The Discipline of Comparison

At an event a couple of nights ago, I heard a handful of smart people make a bunch of none-too-sophisticated arguments about the state of society and democracy.

“It’s 1930s Germany!” said one.

“It’s industrial-age Britain,” countered another.

“Change is happening faster and faster,” offered the third.

“It’s not so bad — data and markets will win out,” concluded the fourth. (Over both idiocy and democracy, if I understood the argument correctly … an outcome that might be worse than the other two by quite a ways.)

I’d been looking forward to the event and left frustrated. We all know better, and we ought to act better, too.

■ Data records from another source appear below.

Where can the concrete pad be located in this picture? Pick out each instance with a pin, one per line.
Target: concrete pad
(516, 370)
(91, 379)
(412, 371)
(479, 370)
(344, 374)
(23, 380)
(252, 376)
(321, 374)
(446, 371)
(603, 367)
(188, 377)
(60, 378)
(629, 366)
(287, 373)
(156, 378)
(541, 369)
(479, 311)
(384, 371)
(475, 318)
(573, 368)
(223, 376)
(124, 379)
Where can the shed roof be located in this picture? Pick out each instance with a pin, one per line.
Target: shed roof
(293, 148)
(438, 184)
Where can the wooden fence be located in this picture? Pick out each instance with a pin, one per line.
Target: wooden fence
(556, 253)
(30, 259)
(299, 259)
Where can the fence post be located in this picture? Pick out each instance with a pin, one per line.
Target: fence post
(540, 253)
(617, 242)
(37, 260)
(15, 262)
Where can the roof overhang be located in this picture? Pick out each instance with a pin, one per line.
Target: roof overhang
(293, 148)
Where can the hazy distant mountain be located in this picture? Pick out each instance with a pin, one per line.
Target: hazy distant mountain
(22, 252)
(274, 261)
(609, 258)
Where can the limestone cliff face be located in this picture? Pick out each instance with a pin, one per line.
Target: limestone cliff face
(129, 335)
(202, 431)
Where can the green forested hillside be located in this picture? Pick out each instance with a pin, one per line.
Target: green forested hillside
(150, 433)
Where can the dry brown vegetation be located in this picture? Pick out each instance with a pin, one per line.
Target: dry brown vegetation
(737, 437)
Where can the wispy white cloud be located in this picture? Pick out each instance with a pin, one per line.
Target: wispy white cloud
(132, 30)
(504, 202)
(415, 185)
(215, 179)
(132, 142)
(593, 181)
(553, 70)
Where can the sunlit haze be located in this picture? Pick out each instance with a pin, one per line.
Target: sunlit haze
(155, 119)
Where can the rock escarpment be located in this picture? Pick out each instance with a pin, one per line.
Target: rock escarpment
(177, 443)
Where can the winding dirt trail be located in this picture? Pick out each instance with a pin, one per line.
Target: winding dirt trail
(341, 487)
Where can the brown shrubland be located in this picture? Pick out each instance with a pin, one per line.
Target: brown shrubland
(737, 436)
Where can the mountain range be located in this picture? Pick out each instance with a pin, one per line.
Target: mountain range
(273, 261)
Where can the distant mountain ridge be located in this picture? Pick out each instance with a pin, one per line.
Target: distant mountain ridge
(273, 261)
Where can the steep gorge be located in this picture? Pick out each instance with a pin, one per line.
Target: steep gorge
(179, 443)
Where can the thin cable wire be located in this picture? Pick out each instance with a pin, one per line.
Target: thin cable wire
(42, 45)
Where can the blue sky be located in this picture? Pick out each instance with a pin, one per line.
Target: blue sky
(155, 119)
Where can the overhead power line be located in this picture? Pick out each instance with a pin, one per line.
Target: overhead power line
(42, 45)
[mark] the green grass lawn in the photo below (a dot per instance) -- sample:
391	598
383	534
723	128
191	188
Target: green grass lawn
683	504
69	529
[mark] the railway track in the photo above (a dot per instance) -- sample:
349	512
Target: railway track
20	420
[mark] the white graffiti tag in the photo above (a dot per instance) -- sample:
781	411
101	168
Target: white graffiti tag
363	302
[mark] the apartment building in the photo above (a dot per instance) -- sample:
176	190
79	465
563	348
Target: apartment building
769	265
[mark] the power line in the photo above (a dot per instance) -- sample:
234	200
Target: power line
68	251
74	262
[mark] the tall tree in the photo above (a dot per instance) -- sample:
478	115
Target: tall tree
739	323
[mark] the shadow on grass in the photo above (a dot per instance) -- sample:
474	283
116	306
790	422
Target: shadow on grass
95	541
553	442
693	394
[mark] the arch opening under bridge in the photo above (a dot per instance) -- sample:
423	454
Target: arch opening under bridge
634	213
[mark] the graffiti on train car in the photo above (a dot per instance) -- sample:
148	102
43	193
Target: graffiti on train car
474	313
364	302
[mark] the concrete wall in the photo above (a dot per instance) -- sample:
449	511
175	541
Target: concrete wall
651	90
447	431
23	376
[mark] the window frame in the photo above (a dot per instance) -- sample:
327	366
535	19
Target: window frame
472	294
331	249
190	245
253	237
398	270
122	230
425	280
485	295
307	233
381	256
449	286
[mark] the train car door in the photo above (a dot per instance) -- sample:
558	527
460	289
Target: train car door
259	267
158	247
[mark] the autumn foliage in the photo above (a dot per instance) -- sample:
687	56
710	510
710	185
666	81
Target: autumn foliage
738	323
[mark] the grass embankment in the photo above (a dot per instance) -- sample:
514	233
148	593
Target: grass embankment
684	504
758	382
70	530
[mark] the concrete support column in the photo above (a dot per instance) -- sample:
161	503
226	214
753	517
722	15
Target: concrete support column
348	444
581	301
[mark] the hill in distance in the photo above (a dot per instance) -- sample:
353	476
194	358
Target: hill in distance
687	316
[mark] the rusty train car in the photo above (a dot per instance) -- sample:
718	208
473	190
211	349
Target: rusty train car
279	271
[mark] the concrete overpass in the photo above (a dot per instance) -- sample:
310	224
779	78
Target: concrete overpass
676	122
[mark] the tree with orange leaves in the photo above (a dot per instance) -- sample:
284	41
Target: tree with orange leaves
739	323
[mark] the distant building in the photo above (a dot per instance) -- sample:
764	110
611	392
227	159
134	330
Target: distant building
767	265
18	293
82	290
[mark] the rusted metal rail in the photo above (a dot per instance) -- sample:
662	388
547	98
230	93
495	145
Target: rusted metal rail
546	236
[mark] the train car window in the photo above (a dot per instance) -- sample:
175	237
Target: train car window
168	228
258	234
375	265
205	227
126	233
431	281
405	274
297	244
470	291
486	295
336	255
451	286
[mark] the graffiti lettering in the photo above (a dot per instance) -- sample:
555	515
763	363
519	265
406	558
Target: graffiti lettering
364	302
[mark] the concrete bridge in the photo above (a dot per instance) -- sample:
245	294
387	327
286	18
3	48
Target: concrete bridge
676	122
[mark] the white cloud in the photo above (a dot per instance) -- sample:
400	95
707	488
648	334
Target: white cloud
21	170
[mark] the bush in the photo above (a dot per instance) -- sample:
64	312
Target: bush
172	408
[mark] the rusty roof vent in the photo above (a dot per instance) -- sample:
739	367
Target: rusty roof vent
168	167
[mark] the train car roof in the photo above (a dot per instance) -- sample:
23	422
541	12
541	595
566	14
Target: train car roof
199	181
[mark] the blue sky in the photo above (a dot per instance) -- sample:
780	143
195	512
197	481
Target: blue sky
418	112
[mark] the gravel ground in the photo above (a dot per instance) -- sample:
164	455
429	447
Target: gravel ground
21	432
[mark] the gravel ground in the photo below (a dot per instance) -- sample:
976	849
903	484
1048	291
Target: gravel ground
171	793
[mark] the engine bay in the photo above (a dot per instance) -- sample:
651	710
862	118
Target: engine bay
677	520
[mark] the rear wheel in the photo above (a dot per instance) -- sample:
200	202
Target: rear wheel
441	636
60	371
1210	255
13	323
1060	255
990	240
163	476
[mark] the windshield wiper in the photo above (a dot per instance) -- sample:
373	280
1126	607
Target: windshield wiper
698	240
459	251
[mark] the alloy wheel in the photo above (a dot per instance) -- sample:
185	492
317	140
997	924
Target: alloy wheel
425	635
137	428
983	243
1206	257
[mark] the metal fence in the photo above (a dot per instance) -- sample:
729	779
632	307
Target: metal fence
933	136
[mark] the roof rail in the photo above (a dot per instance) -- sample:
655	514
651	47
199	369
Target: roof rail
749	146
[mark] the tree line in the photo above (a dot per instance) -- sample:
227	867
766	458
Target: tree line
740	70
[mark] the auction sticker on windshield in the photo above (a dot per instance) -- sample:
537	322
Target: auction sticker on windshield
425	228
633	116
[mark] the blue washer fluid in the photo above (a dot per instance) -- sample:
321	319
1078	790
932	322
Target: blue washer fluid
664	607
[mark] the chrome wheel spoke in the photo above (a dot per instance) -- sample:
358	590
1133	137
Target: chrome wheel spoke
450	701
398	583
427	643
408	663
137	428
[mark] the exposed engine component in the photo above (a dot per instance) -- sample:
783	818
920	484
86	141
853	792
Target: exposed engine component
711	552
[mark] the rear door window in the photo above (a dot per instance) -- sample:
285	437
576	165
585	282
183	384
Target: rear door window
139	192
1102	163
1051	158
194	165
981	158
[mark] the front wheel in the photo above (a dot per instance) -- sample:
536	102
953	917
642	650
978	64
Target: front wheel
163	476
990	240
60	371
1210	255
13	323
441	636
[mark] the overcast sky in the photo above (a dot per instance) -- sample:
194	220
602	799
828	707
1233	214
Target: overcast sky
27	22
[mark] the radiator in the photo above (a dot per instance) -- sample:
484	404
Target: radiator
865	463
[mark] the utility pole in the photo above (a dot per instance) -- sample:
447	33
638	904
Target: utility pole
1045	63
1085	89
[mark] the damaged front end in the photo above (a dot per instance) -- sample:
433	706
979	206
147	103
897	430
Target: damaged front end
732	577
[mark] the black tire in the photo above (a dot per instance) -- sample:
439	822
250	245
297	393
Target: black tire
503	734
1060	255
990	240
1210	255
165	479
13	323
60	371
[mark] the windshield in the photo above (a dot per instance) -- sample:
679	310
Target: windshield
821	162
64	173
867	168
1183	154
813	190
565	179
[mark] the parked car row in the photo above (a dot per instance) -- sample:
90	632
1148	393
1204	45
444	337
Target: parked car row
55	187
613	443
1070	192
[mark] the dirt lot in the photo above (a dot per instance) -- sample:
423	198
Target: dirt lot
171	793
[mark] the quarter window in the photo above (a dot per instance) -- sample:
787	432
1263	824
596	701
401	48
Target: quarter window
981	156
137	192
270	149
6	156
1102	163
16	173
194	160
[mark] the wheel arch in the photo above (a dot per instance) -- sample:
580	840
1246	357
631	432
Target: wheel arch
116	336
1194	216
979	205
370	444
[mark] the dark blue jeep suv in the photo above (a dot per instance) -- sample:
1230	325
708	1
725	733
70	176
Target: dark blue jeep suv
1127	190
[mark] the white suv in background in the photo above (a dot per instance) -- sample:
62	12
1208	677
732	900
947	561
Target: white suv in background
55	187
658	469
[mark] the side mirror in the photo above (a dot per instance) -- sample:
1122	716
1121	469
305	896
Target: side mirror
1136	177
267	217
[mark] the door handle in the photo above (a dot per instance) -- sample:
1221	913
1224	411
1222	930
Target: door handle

Everyone argues in metaphors and comparisons, and that’s not about to stop. (I don’t wish that, either — if I couldn’t use metaphor, I couldn’t write!) But we can be responsible speakers and listeners by simply demanding not better facts but better comparisons.

In honor of Richard Neustadt and Ernest May, who developed this framework in Thinking in Time, let me urge that we don’t offer or accept a comparison that doesn’t come with a clear statement of the specific likenesses and differences intended in the comparison.

Better yet, we could also demand to know what’s known, unknown, and presumed in the data from which the argument is constructed.

If we can’t ask — or an author or speaker can’t answer — these deceptively simple questions, treat the argument as an emotional opinion rather than a solid, fact-based comparison.

Deliberate misinformation is indeed a problem. But 90 minutes of shoddy comparisons made and (apparently) accepted by people who think they’re smarter than that isn’t much of a step on the road to truth.